ESB Logging (Part 1)
ESB Logging (Part 1)
Logging is a necessary cross-cutting concern in any software system, and specifically also for an Enterprise Service Bus (ESB).
Join the DZone community and get the full member experience.Join For Free
Logging is a necessary cross-cutting concern in any software system, and specifically also for an Enterprise Service Bus (ESB).
This article is the first of a two: in this one (part 1) I am going discuss what functionality an ESB logging system should have, while in the second article (part 2) I will introduce some techniques to implement this functionality.

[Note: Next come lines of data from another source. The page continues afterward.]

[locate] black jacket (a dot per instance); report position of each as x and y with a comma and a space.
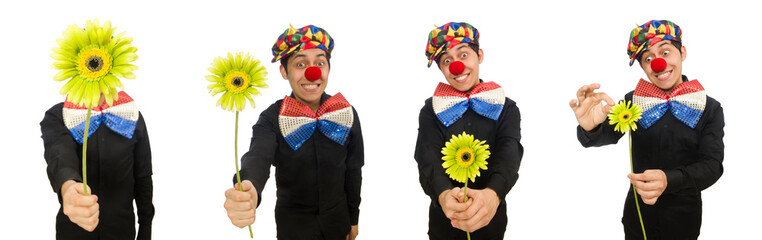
690, 157
318, 184
118, 172
503, 137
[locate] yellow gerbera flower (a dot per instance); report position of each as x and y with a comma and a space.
624, 115
92, 58
464, 156
237, 77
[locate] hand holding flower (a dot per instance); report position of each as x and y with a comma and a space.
81, 209
649, 184
241, 205
481, 209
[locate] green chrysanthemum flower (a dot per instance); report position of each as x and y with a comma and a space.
237, 77
92, 58
624, 115
464, 156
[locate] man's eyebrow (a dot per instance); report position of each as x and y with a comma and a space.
662, 44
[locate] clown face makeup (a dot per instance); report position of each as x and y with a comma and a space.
664, 75
461, 78
306, 90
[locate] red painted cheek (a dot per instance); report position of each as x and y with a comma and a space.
457, 67
313, 73
658, 65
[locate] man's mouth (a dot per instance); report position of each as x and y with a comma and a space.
664, 75
310, 86
462, 77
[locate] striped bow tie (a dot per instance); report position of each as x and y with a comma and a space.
297, 121
485, 98
121, 118
686, 102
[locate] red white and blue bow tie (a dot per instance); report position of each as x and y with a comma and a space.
485, 98
121, 118
686, 102
297, 121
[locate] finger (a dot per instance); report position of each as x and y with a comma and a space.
238, 206
469, 212
80, 188
650, 201
590, 89
475, 222
86, 201
573, 104
240, 223
457, 206
239, 196
247, 185
605, 97
581, 93
240, 215
637, 177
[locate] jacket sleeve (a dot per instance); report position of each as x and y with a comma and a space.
353, 177
507, 152
61, 150
601, 135
143, 180
707, 170
255, 164
428, 154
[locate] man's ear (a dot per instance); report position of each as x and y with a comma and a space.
481, 56
283, 72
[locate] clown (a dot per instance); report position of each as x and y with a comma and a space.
677, 150
466, 104
314, 141
97, 198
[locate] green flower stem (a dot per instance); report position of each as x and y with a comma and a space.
237, 173
637, 205
465, 198
84, 151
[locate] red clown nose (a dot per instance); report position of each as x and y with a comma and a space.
457, 67
658, 65
313, 73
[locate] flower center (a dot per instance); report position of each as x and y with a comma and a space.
624, 116
93, 63
465, 157
237, 81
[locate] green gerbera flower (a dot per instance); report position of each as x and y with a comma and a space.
238, 78
464, 156
624, 115
93, 59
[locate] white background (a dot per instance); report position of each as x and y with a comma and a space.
539, 51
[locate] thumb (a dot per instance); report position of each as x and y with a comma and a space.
636, 176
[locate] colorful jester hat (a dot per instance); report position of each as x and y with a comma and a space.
650, 33
447, 36
294, 40
92, 59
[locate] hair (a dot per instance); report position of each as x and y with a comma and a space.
284, 60
471, 45
677, 45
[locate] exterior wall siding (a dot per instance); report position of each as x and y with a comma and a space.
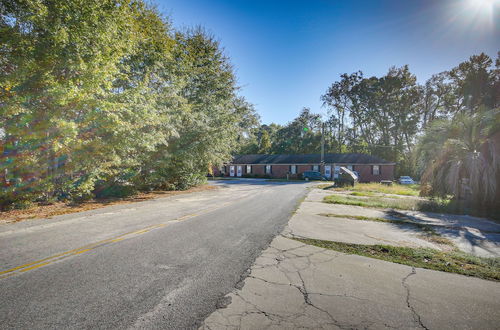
280, 171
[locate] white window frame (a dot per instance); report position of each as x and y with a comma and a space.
328, 171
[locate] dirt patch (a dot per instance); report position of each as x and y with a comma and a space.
47, 211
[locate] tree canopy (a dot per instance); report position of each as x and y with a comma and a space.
100, 96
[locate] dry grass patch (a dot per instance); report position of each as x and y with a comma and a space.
452, 262
427, 231
59, 208
395, 189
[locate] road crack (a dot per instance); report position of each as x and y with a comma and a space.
416, 316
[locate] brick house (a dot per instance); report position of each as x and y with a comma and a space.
369, 168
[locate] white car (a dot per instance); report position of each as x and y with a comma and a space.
405, 180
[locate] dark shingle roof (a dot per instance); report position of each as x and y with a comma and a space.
309, 159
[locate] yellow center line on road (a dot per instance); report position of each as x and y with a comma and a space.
80, 250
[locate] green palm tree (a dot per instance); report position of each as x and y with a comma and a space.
461, 157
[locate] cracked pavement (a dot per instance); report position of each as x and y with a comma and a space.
292, 285
297, 286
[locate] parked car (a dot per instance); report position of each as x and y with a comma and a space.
405, 180
313, 175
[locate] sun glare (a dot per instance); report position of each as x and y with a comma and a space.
475, 14
481, 9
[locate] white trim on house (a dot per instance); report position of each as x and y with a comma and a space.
309, 164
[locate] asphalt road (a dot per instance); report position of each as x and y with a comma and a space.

Note on terminology: in these articles I am going use the somewhat older terms of ESB Service Component and ESB Service Component Endpoint, to generically refer to ESB components and their exposed endpoint, respectively, regardless of technology, communication protocol, and exchange pattern. So the discussion is equally applicable to ESB components that expose REST API, a SOAP Web Service, a Websocket, or are triggered via a queuing mechanism.

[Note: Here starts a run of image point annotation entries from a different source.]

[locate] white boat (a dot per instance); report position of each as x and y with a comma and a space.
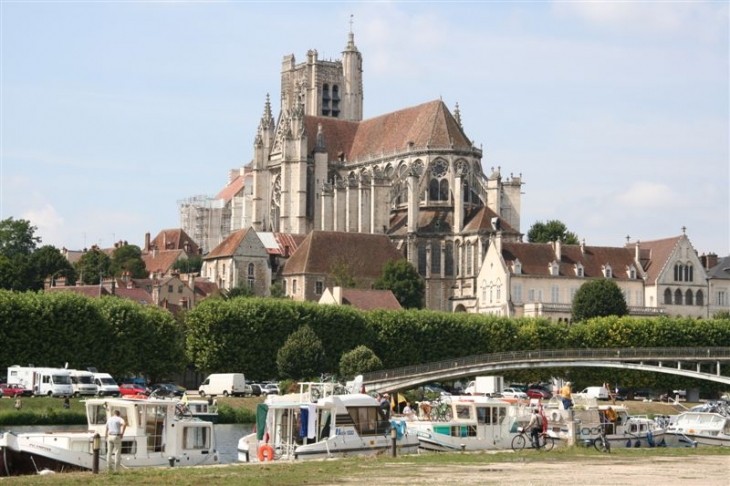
467, 423
156, 435
587, 418
703, 425
300, 426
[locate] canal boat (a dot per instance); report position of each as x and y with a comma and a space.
314, 424
159, 433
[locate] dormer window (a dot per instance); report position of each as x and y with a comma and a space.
554, 272
579, 270
607, 271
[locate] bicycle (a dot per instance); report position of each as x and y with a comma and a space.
519, 441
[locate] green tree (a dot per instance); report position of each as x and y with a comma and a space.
359, 360
403, 280
551, 231
128, 258
93, 266
192, 264
302, 355
48, 262
598, 298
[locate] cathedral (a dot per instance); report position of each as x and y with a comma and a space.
411, 174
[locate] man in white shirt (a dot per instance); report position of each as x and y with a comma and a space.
115, 428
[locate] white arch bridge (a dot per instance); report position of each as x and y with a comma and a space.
700, 363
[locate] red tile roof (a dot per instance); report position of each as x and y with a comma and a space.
365, 253
426, 125
537, 257
228, 246
366, 299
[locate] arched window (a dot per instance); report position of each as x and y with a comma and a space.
422, 259
667, 297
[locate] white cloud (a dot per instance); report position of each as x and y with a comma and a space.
647, 195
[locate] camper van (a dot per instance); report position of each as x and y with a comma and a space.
106, 384
225, 384
52, 382
83, 383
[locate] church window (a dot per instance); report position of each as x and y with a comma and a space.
449, 257
667, 297
422, 259
436, 259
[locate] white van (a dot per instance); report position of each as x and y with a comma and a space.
597, 392
83, 383
225, 384
107, 386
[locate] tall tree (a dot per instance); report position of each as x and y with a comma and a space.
598, 298
128, 258
551, 231
403, 280
93, 266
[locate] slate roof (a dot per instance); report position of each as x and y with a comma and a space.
320, 250
367, 299
654, 255
429, 124
228, 247
537, 257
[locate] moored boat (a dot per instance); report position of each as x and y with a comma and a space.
158, 433
466, 423
298, 426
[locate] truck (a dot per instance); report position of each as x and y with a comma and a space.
225, 384
484, 384
83, 383
52, 382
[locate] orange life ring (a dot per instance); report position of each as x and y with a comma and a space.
266, 453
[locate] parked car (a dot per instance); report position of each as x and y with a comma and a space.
167, 389
538, 393
15, 390
129, 389
514, 393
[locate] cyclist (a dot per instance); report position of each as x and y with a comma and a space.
535, 427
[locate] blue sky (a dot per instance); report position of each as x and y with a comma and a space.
616, 114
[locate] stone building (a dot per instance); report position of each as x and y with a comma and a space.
412, 175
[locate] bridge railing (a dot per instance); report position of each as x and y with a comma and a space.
614, 354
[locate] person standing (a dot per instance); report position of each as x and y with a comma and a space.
115, 428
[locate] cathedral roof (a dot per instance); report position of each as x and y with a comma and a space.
426, 125
537, 257
321, 250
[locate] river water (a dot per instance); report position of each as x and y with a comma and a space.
227, 436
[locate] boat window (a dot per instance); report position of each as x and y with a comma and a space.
463, 411
196, 438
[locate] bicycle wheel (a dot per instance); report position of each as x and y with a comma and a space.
601, 444
518, 442
547, 442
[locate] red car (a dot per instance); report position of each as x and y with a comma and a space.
538, 393
14, 390
129, 389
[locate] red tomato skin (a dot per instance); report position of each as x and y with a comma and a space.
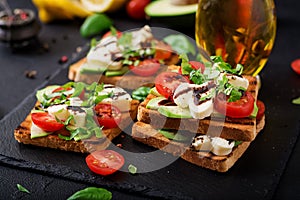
167, 82
104, 162
136, 9
238, 109
105, 119
261, 109
296, 66
146, 67
46, 122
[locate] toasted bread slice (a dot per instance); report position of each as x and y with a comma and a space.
124, 81
146, 134
243, 129
22, 135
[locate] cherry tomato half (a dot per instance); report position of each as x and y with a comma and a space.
107, 115
261, 109
296, 66
146, 67
167, 82
136, 9
46, 122
237, 109
104, 162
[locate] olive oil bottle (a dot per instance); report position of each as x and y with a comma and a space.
241, 31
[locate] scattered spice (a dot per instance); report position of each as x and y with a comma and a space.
30, 74
63, 60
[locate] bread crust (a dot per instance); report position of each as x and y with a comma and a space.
230, 128
22, 135
146, 134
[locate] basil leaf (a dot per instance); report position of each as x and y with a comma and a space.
186, 67
22, 188
197, 77
91, 193
140, 93
296, 101
93, 42
79, 87
132, 169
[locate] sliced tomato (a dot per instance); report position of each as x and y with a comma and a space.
107, 115
104, 162
261, 109
167, 82
237, 109
46, 122
146, 67
296, 66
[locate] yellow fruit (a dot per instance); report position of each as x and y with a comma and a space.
103, 5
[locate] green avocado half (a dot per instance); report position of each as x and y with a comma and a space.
174, 16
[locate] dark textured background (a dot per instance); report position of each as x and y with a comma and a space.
269, 169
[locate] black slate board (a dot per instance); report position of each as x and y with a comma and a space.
254, 176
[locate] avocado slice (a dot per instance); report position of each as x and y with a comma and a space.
154, 103
155, 92
164, 8
174, 112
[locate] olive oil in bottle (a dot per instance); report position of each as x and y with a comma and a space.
241, 31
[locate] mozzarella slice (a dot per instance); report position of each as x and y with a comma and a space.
202, 143
202, 110
221, 147
182, 95
79, 115
59, 111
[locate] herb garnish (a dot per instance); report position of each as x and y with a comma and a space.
92, 193
132, 169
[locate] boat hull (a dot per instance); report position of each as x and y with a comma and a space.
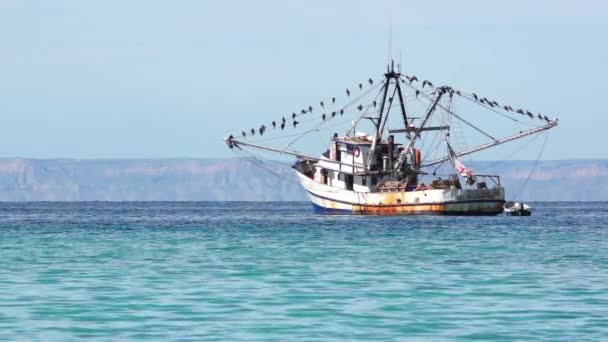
329, 200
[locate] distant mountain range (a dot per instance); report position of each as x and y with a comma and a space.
248, 180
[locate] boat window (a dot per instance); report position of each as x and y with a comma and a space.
349, 181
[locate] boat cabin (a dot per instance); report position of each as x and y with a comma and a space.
353, 155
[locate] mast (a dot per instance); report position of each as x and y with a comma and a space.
430, 111
391, 74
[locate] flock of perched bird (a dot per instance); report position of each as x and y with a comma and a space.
282, 123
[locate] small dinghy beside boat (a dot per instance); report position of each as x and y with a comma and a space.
517, 209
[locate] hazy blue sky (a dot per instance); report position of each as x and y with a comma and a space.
119, 79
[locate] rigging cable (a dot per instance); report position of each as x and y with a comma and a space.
533, 167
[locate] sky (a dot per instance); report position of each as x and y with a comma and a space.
170, 79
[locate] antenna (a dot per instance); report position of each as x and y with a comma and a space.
390, 41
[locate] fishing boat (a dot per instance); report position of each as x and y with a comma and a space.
380, 171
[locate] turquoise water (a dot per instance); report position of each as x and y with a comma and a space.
275, 271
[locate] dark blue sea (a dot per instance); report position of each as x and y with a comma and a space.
276, 271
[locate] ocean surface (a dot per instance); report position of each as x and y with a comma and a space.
275, 271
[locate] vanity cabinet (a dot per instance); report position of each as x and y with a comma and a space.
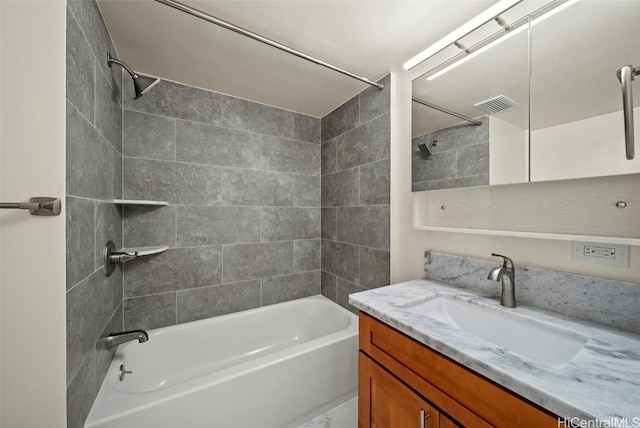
399, 378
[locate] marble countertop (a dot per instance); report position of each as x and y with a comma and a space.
601, 382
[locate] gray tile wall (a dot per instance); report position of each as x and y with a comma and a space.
94, 176
243, 223
355, 195
460, 158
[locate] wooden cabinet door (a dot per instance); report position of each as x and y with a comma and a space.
386, 402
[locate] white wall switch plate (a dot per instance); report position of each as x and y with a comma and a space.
606, 254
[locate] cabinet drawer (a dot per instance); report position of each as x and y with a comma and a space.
468, 397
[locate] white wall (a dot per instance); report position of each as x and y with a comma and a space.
506, 143
32, 255
408, 245
585, 148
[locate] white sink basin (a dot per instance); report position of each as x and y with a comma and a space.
522, 336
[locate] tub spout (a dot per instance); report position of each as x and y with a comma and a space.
115, 339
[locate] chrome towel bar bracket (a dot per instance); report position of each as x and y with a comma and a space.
626, 75
37, 206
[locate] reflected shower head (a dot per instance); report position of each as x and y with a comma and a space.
426, 150
141, 83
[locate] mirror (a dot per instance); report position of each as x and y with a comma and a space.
538, 102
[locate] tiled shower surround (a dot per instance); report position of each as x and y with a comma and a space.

Functional and Technical Requirements of ESB Logging
In ESB systems, there are several reasons why we need to do logging, the main ones being:
- To keep a functional audit of integration activities (sometimes called "transaction logging"); this is essentially a traceability requirement.
- To have detailed troubleshooting information available in case of errors or malfunctions
- To collect performance information, which helps us identify bottlenecks in our service implementation
These three points can be considered as very high-level functional requirements for ESB logging. As always, depending on the specifics, each of these translates into technical requirements that must be appropriately addressed. The following subsections will go more in-depth discussing these three macro-requirements.
The creation of a functional audit trail is normally mandated by business policies and/or by external regulation. In most cases, it is required to include a copy of the payload of the service (API) requests and responses. In other cases, not only the payload but also all control information (in the form of SOAP headers for SOAP services, HTTP headers and status code for REST services, JMS properties for asynchronous JMS services, etc.) must be logged.
Logging that includes payloads is sometimes called archiving, but strictly speaking, this term should be used only in those cases where the system keeps persistent copies of the payloads in normal operation, which is often the case for B2B gateways. After a set period, these messages are moved from the "online" data store to the "offline" archive store.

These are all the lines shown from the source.